This also applies to Enums, and to transpose():

>>> pl.DataFrame({'a': [1], 'b': ['foo']}).transpose().dtypes
[String]
>>> pl.DataFrame({'a': [1], 'b': pl.Series(['foo'], dtype=pl.Categorical)}).transpose().dtypes
Traceback (most recent call last):
  File "<stdin>", line 1, in <module>
  File "polars/dataframe/frame.py", line 4033, in transpose
    return self._from_pydf(self._df.transpose(keep_names_as, column_names))
                           ^^^^^^^^^^^^^^^^^^^^^^^^^^^^^^^^^^^^^^^^^^^^^^^
polars.exceptions.ComputeError: failed to determine supertype of i64 and cat
>>> pl.DataFrame({'a': [1], 'b': pl.Series(['foo'], dtype=pl.Enum(['foo']))}).transpose().dtypes
Traceback (most recent call last):
  File "<stdin>", line 1, in <module>
  File "polars/dataframe/frame.py", line 4033, in transpose
    return self._from_pydf(self._df.transpose(keep_names_as, column_names))
                           ^^^^^^^^^^^^^^^^^^^^^^^^^^^^^^^^^^^^^^^^^^^^^^^
polars.exceptions.ComputeError: failed to determine supertype of i64 and enum
s-banach commented 8 months ago

At least in the case of enum and cat, we could say cat is the supertype?

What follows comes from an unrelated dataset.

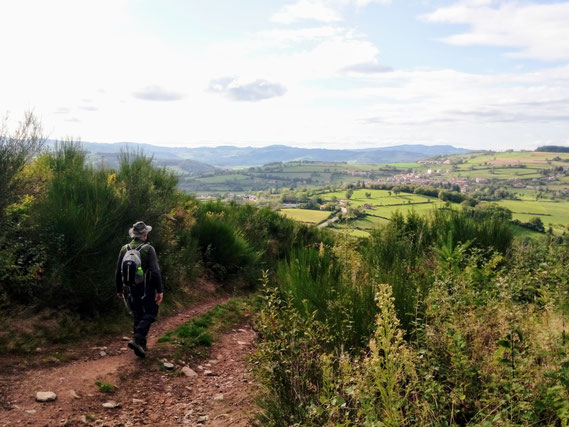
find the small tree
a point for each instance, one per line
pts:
(16, 150)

deanm0000 commented 8 months ago

@s-banach seemingly, but the new cat wouldn't necessarily have the same encodings/StringCache (not sure what term is right here) as the original so could be problematic. Here's a bug actually:

df=pl.DataFrame({'a':pl.Series(['apple', 'banana', 'carrot'], dtype=pl.Enum(['apple', 'banana', 'carrot'])),
                 'b':pl.Series(['planes','trains','automobiles'], dtype=pl.Categorical)})
shape: (3, 2)
┌────────┬─────────────┐
│ a      ┆ b           │
│ ---    ┆ ---         │
│ enum   ┆ cat         │
╞════════╪═════════════╡
│ apple  ┆ planes      │
│ banana ┆ trains      │
│ carrot ┆ automobiles │
└────────┴─────────────┘
df.with_columns(pl.col('a').cast(pl.Categorical)).melt()
shape: (6, 2)
┌──────────┬────────┐
│ variable ┆ value  │
│ ---      ┆ ---    │
│ str      ┆ cat    │
╞══════════╪════════╡
│ a        ┆ apple  │
│ a        ┆ banana │
│ a        ┆ carrot │
│ b        ┆ apple  │
│ b        ┆ banana │
│ b        ┆ carrot │
└──────────┴────────┘

So it needs to remap categoricals when melted (or at least disallow and raise)